What is a Sale Leaseback
A Sale leaseback is typically a real estate transaction where the owner of the real estate who also operates a business out of the real estate, sells the real estate to “monetize” the real estate and then leases the real estate back from the new buyer. In essence the business was operating out of the real estate when the business owned the real estate and in a sale leaseback the business continues operations in real estate but is now the tenant. Sale Leasebacks are a great way for businesses to free up cash from real estate and reinvest back into operations of the business.
Wisegeek defines a sale leaseback as such (http://www.wisegeek.com/what-is-a-leaseback.htm):
A leaseback is very simple really. Sometimes known as a sale/leaseback or sale and leaseback, it is a transaction wherein the owner of a property sells that property and then leases it back from the buyer. The purpose of the leaseback is to free up the original owner’s capital while allowing the owner to retain possession and use of the property. The type of property involved can be anything from residential or commercial real estate to equipment or vehicles.

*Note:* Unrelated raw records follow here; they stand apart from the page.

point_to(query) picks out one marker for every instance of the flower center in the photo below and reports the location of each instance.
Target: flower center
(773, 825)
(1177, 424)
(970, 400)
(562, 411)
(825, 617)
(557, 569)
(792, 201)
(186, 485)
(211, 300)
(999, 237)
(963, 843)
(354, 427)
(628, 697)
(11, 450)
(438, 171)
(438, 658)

A leaseback can be beneficial for the buyer and seller alike. The seller attains a lump sum of cash quickly and the buyer acquires a lower than market value purchase price, along with a long-term lease at a premium rate. The lease amount provides periodic income and may even be enough to pay the buyer’s mortgage, if he or she borrowed money to obtain the property. A leaseback can be a great investment tool, one that yields a high return. As with any investment, however, there are associated risks.
Some leaseback arrangements allow the seller, or current lessee, the option to buy back the property at a future date. During the life of the leaseback, however, the buyer derives tax benefits from the arrangement, such as being credited for depreciation of the property. If the seller exercises the option of buying the property back, all rights will revert to the seller upon closing the transaction, so setting the sale for the end of the tax year is a convenient way to keep things straight for the Internal Revenue Service. This is important, because if either party is audited during the leaseback, both can experience problems that range from minor inconveniences to very costly dilemmas.
If the seller files bankruptcy or is audited, and the IRS or bankruptcy court believes that the seller arranged the leaseback to hide assets, the transaction can be reclassified. Ownership of the property will be credited to the original owner, and the property may be confiscated in order to resolve tax liens or arrears to other creditors. In this case, the buyer could lose a great deal of money, so caution is advised when considering a leaseback agreement.
Wikipedia defines a sale leaseback like this: (http://en.wikipedia.org/wiki/Leaseback)
Leaseback, short for sale-and-leaseback, is a financial transaction, where one sells an asset and leases it back for a long-term: thus one continues to be able to use the asset, but no longer owns it.
This is generally done for fixed assets, notably real estate and planes, and the purposes are varied, but include financing, accounting, and tax reasons.
Businessfinance.com (http://www.businessfinance.com/real-estate-sale-leaseback.htm) defines a sale leaseback as:
Real estate sale leaseback makes your equity work for your business.
Real estate sale leaseback financing is when a business sells its commercial property for current market value and then instantly leases it back. They sell it to gain built up equity which frees up capital which can be used to invest back into the business. There are many other benefits to this transaction as well.
The balance sheet of your business is improved greatly and you retain control of the property. Since you will be leasing the property you can defer a good portion of the tax liability. With a lease you can write off the full payment each month whereas with a regular loan only the interest payment can be written off. When you complete this transaction you are always guaranteed the full market value of your property, so you don’t risk losing any money in equity.
The other benefit is that you can get a lease for commercial property for up to 25 years, which can lower your monthly payments considerably. This gives you more operating capital each month since your monthly payments will go back down some.
Real estate sale leaseback transactions are becoming more popular because they generate capital for immediate use within your business. It unlocks the value in your real estate. With real estate you can get more capital because of how fast it grows. Some businesses do sale and leaseback transactions for equipment as well.